Bref, un début très prometteur pour cette jeune femme qui a réussi à trouver des acteurs convaincants et qui avoue avoir hurlé quand elle a découvert le mail lui annonçant sa sélection à Cannes.

Un point de départ très spirituel

Rencontrée sur une terrasse du Palais des Festivals, elle nous explique d’où lui est venue cette idée : "Je ne suis pas baptisée, je viens d'un endroit non religieux et je pense que cela vient de là. A l'âge de 6 ans, quand il a fallu choisir en primaire entre les études de religion ou de moral, j’ai appris des prières comme la Vierge Marie et à ce moment-là, j’ai demandé à mon père pourquoi je n’étais pas baptisée et si je pouvais encore l'être. Mon père a répondu : ‘Si tu veux, tu peux, mais c'est toi qui dois choisir. Par ailleurs mon grand-père, qui est mort il y a 5 ans, ne voulait pas être mon parrain parce que je n’étais pas baptisée. Mais je ne l’ai appris qu’après sa mort et cela m’a touché. Ce film vient donc un peu de tout cela".
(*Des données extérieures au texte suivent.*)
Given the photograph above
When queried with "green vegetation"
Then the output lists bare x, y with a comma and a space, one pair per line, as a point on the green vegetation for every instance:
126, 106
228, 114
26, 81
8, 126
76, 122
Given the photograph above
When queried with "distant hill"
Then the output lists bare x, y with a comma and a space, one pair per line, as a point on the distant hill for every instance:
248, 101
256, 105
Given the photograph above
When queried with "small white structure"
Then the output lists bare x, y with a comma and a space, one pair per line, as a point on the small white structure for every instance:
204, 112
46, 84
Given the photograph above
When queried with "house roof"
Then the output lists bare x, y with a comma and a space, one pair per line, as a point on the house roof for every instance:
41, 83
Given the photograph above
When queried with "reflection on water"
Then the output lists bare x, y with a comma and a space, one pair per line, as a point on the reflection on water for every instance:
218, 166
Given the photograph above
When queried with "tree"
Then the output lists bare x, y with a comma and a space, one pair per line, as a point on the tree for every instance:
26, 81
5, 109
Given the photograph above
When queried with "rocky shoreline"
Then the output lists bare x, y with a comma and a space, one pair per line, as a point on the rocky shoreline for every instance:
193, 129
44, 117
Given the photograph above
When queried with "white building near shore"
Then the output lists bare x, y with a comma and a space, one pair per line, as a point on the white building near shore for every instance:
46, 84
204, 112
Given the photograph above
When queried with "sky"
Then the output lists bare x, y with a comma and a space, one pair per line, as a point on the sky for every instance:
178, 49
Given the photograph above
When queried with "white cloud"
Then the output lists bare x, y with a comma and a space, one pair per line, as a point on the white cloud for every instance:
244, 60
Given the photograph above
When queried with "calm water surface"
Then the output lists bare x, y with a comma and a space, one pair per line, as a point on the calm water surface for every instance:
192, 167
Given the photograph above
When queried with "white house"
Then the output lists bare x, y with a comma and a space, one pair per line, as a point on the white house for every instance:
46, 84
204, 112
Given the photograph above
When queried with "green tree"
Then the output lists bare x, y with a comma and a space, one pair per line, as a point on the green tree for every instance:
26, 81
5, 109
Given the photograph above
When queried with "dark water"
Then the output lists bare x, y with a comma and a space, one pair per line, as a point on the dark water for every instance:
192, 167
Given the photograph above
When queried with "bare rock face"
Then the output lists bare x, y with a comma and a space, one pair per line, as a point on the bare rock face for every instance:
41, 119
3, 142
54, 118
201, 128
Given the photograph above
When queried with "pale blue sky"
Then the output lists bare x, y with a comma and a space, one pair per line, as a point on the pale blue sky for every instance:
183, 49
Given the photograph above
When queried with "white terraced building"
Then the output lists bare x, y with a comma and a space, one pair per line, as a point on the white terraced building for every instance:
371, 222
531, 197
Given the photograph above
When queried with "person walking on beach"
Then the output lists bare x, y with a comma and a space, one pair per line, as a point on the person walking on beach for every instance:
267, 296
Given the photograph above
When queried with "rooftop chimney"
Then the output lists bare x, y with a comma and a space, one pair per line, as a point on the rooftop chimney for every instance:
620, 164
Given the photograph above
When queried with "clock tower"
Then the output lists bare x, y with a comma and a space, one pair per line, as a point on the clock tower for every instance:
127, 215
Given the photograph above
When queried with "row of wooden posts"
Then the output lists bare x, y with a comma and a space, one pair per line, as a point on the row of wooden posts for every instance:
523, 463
Cette sélection à la Cinéfondation lui donne confiance : "J’ai vu les autres films et le niveau est si haut, tu te dis que tu es là, que tu fais partie des 15 personnes retenues pour leur talent dans le monde, c’est incroyable". Et d’ajouter : "J’ai jamais trouvé de créativité dans les sciences politiques, ici oui. J’aime vraiment trop faire des films !"

Enfin, quand on lui demande si elle pense que c’est un avantage d’avoir Jean-Pierre Dardenne comme président du jury, elle répond : "C’est ce que tous les autres me disent mais moi je ne pense pas".

Verdict ce vendredi après-midi à 16h30.